Pubdate: Mon, 22 Mar 2004
Source: Winnipeg Free Press (CN MB)
Copyright: 2004 Winnipeg Free Press
Contact:  http://www.winnipegfreepress.com/
Details: http://www.mapinc.org/media/502
Author: Dean Beeby, Canadian Press
Bookmark: http://www.mapinc.org/topics/Health+Canada
Bookmark: http://www.mapinc.org/topics/Flin+Flon
Bookmark: http://www.mapinc.org/mmjcn.htm (Cannabis - Medicinal - Canada)

PHARMACIES MAY START STOCKING MARIJUANA

OTTAWA -- Health Canada plans to make government-certified marijuana
available in pharmacies, a move that could rapidly boost the number of
registered medical users.

Officials are organizing a pilot project in British Columbia, modelled
on a year-old program in the Netherlands, that would allow medical
users to buy marijuana at their local drugstore.

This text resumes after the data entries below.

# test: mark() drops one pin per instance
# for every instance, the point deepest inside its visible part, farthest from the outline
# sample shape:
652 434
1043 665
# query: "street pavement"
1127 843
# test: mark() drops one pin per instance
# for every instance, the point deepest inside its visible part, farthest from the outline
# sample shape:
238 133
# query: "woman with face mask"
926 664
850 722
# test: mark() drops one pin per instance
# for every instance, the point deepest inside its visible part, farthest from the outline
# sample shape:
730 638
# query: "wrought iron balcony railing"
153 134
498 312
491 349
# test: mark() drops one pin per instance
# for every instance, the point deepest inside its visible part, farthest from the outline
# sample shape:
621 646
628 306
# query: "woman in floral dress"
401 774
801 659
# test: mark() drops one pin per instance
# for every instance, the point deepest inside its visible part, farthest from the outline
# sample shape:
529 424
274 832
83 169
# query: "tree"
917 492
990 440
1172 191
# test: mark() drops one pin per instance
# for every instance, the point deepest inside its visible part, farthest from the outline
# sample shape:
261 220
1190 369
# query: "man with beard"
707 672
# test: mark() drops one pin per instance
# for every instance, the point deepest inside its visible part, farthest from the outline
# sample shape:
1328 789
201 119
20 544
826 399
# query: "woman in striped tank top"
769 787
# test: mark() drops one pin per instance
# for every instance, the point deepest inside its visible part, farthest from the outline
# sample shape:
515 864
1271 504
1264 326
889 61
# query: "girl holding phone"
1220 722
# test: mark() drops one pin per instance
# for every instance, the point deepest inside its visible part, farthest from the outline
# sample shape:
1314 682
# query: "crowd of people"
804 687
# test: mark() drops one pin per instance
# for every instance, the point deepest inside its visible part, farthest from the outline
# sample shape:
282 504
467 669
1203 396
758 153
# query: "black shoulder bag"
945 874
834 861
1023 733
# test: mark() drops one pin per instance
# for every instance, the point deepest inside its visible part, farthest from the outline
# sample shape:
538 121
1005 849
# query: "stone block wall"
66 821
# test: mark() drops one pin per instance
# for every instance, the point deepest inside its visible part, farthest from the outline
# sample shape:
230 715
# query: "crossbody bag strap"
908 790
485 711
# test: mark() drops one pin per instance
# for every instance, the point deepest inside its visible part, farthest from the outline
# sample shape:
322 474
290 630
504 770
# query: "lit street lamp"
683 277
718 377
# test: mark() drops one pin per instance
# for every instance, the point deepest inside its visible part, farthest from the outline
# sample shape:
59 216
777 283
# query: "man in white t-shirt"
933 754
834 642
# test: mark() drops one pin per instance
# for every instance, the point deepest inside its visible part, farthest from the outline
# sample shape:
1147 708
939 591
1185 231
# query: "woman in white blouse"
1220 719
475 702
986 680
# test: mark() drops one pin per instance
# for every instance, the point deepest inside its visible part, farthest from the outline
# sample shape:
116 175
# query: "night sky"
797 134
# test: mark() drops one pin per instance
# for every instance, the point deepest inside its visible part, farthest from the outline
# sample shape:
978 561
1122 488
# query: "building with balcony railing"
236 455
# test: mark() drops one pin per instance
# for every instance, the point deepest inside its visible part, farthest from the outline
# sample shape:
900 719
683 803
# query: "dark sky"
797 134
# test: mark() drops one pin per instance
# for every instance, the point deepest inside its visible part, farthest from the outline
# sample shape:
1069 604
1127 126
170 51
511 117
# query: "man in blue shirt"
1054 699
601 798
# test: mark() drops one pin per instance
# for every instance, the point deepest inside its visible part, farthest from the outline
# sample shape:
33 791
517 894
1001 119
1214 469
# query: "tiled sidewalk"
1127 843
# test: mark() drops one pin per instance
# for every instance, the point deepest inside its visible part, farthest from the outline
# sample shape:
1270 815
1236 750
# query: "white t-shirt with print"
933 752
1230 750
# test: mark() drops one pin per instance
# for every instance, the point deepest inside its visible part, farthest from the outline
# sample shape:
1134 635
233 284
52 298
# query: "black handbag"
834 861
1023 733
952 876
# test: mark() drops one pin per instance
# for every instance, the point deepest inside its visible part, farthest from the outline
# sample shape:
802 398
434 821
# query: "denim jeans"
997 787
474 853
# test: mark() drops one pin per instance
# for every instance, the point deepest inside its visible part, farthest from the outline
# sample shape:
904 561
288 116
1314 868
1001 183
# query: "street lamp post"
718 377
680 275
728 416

Currently, there are 78 medical users in Canada permitted to buy
Health Canada marijuana, which is grown in Flin Flon. The 30-gram bags
of dried buds, sold for $150 each, now are sent by courier directly to
patients or to their doctors.

Changing Regulations

But the department is changing the regulations to allow participating
pharmacies to stock marijuana for sale to approved patients.

A notice of the change is expected to be made public this spring,
allowing for drugstore distribution later in the year. "We're just at
the preliminary stages right now," said Robin O'Brien, a consulting
pharmacist who is organizing the pilot project for Health Canada.
"We're not quite sure how it's going to fit."

Canada would become the second country in the world after the
Netherlands to allow the direct sale of medical marijuana in pharmacies.

The pilot project is slated for British Columbia because the
province's college of pharmacists issued a groundbreaking statement
last fall supporting the distribution of medical marijuana in
pharmacies, unlike most health-care organizations which have opposed
easier access.

'More Welcoming'

"Certainly the climate in British Columbia appears to be more
welcoming and supportive," O'Brien said. "This is a relatively safe
and non-toxic product."

Although the number of current approved users is small, O'Brien notes
that internal surveys for Health Canada have suggested up to seven per
cent of the British Columbia population - or about 290,000 people -
use marijuana for medical purposes, albeit illegally. Easier
availability of certified marijuana might encourage more medical users
to register with the government, rapidly boosting the number taking
advantage of legal dope, says O'Brien.